A mass extinction event that resulted in about 70 percent of Earth's invertebrate species being wiped out during late Devonian period, about 358 million years ago, may have been caused by a cataclysmic event somewhere in deep space, far from our planet, Live Science reports.
According to the media outlet, a new study points at clues left in fossilized plant spores that date back to the boundary of the Devonian and the Carboniferous periods, and which display signs of UV light damage, suggesting that something caused a long-term disruption of Earth's ozone layer at that time.
And since evidence in the geologic record at the time period in question apparently “couldn't clearly link the ozone depletion” to some Earth-born calamity, like volcanic activity or climate change, a new study now proposes that one or more supernova explosions within 65 light-years of our planet might've caused this change.

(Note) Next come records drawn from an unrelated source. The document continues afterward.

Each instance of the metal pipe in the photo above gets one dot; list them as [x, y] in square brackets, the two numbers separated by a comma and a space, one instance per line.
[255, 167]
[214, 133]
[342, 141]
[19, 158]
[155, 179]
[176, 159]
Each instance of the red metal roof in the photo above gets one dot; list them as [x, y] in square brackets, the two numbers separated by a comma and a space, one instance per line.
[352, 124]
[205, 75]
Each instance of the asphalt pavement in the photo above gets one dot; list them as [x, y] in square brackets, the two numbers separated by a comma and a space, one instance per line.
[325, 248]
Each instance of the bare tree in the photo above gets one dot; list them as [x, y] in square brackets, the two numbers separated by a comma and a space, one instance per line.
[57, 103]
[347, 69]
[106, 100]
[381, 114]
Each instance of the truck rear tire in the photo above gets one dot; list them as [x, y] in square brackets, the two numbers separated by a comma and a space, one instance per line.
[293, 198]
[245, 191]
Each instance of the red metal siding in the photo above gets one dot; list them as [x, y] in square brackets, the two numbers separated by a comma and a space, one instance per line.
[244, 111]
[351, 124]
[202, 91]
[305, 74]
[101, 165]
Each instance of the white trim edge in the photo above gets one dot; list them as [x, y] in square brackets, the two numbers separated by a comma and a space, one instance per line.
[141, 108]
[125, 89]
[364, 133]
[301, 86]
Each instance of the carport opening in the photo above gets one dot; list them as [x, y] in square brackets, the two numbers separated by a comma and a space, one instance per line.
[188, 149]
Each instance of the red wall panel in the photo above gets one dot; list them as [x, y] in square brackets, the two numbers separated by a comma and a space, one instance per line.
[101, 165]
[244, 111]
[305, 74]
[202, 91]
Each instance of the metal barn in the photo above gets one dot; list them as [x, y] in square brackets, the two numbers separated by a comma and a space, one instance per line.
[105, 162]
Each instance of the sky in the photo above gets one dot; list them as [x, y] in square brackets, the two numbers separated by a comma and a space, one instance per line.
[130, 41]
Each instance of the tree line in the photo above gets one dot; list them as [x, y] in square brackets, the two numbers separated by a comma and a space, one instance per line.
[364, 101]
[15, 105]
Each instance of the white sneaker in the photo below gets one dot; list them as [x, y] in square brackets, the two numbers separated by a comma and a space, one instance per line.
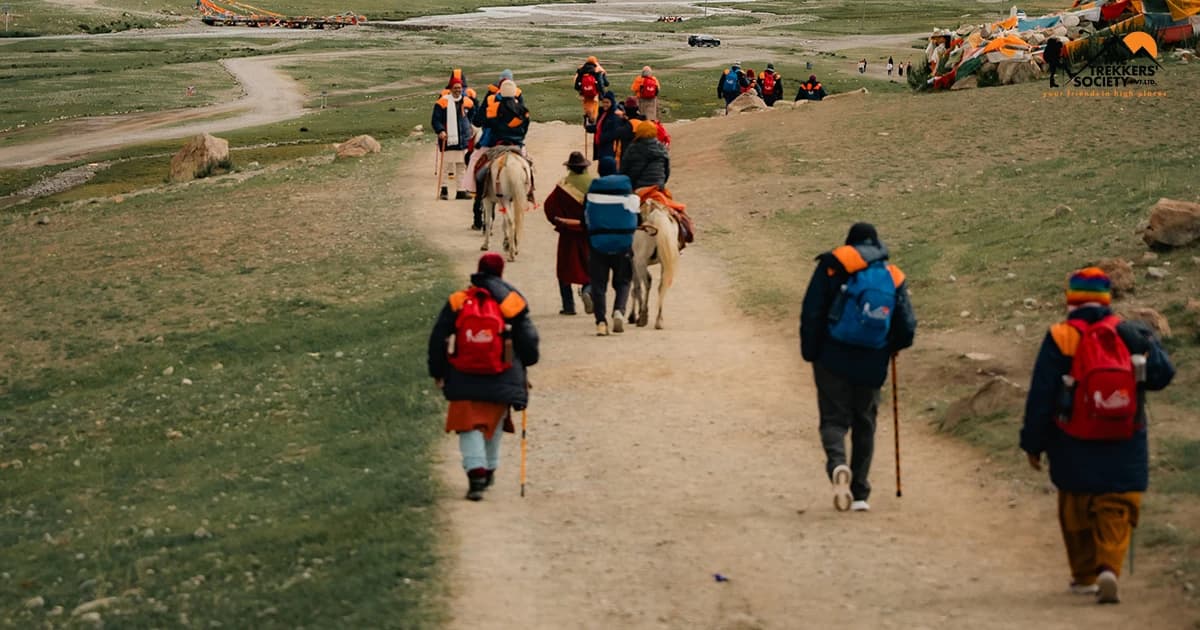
[841, 496]
[1084, 589]
[1108, 588]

As the media outlet notes, the UV light, X- and gamma rays emitted by a star when it goes supernova located sufficiently close to Earth can “shred the ozone layer”, exposing life on the surface to “unfiltered” solar radiation.

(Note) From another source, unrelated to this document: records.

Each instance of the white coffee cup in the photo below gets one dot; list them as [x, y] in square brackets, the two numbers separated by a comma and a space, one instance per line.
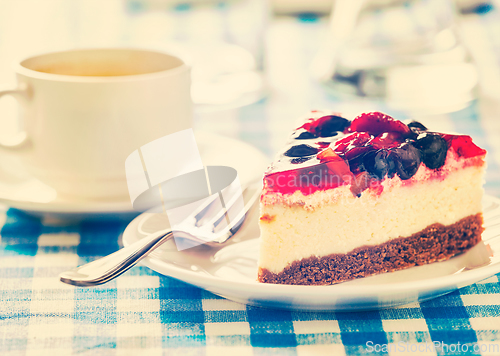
[84, 111]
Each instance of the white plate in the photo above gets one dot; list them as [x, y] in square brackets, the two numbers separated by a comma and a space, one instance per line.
[231, 271]
[20, 190]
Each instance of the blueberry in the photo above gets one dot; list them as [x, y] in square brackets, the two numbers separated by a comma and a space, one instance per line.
[380, 163]
[331, 125]
[299, 160]
[305, 135]
[301, 151]
[407, 160]
[417, 125]
[433, 149]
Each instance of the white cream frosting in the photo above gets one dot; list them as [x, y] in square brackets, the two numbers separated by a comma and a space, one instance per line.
[335, 221]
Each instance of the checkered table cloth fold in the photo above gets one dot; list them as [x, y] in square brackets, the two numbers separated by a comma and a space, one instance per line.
[144, 313]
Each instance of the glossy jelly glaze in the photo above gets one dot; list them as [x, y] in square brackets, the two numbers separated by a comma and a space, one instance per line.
[328, 151]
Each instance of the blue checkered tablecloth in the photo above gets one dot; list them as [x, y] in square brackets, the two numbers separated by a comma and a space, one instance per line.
[144, 313]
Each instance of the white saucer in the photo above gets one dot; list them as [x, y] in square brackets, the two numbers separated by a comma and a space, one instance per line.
[231, 271]
[22, 191]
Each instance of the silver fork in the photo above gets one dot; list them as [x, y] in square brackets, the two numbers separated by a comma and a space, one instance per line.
[201, 226]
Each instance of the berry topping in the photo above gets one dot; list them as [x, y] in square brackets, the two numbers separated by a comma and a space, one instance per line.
[362, 153]
[299, 160]
[464, 146]
[362, 181]
[417, 125]
[433, 149]
[380, 163]
[376, 123]
[327, 126]
[304, 135]
[407, 159]
[387, 140]
[301, 151]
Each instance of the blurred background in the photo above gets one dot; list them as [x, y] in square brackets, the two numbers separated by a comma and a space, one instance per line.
[258, 65]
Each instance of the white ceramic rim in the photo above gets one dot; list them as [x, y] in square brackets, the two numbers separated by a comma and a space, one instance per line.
[184, 67]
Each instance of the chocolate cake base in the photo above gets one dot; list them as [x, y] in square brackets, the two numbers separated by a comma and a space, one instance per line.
[435, 243]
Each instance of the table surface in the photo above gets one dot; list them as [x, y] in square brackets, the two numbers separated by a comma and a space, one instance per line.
[143, 312]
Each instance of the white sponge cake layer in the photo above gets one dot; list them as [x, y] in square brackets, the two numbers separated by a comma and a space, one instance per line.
[335, 221]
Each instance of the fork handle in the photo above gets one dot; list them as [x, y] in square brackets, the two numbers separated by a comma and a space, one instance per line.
[109, 267]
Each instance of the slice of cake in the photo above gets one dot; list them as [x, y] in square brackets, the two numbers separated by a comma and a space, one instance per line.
[346, 200]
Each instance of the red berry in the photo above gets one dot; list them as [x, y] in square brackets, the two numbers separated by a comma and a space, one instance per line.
[376, 123]
[387, 140]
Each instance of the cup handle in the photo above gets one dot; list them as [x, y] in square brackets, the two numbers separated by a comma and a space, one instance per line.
[20, 139]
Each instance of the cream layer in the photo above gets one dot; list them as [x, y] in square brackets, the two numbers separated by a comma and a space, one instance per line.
[334, 221]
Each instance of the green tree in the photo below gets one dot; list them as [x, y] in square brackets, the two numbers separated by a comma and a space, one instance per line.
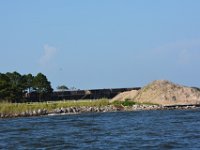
[4, 87]
[29, 82]
[62, 88]
[42, 86]
[16, 86]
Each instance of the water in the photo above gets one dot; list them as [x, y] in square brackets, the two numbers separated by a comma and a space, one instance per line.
[173, 129]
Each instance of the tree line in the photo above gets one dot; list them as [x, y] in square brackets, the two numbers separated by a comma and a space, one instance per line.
[15, 87]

But while the new study's lead author Brian Fields, a professor in the Department of Astronomy at the University of Illinois Urbana-Champaign, noted that this damage is relatively short-lived and “after a decade, Earth restores its ozone", he also told the media outlet in an email that this is but a first stage of the damage a close-enough supernova can inflict.
"Later, the supernova blast slams into the solar system. The blast acts as a particle accelerator, and the Earth is bathed with an intense rain of high-energy particles," Fields said. "These will damage life, and the cosmic rays will linger for many thousands of years, up to 100,000 years".
The scientist also said that he is "pleased to report that no threatening supernova candidates are anywhere near the 'minimum safe distance'."